Sunday, June 16, 2013

Rules for the Direction of the Mind


From René Descartes:
Truly we shall learn how to employ our mental intuition from comparing it with the way in which we employ our eyes. For he who attempts to view a multitude of objects with one and the same glance, sees none of them distinctly; and similarly the man who is wont to attend to many things at the same time by means of a single act of thought is confused in mind. But just as workmen, who are employed in very fine and delicate operations and are accustomed to direct their eyesight attentively to separate points, by practice have acquired a capacity for distinguishing objects of extreme minuteness and subtlety; so likewise people who do not allow their thought to be distracted by various objects at the same time, but always concentrate it in attending to the simplest and easiest particulars, are clear-headed.

But it is a common failing of mortals to deem the more difficult the fairer; and they often think that they have learned nothing when they see a very clear and simple cause for a fact, while at the same time they are lost in admiration of certain sublime and profound philosophical explanations, even though these for the most part are based upon foundations which no one has adequately surveyed -- a mental disorder which prizes the darkness higher than the light. But it is notable that those who have real knowledge discern the truth with equal facility whether they evolve it from matter that is simple or that is obscure; they grasp each fact by an act of thought that is similar, single, and distinct, after they have once arrived at the point in question...

Everyone ought therefore to accustom himself to grasp in his thought at the same time facts that are at once so few and so simple, that he shall never believe that he has knowledge of anything which he does not mentally behold with a distinctness equal to that of the objects which he knows most distinctly of all.

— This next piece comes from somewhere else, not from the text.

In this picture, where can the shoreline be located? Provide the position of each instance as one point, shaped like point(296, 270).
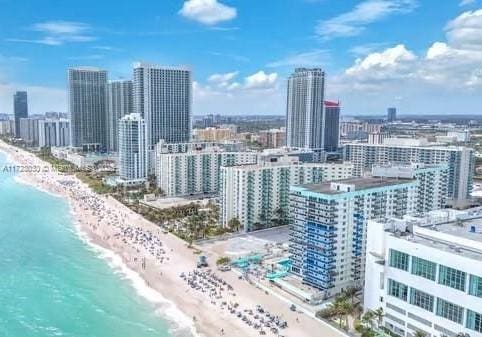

It is true that some men are born with a much greater aptitude for such discernment than others, but the mind can be made much more expert at such work by art and exercise. But there is one fact which I should here emphasize above all others; and that is that everyone should firmly persuade himself that none of the sciences, however abstruse, is to be deduced from lofty and obscure matters, but that they all proceed only from what is easy and more readily understood.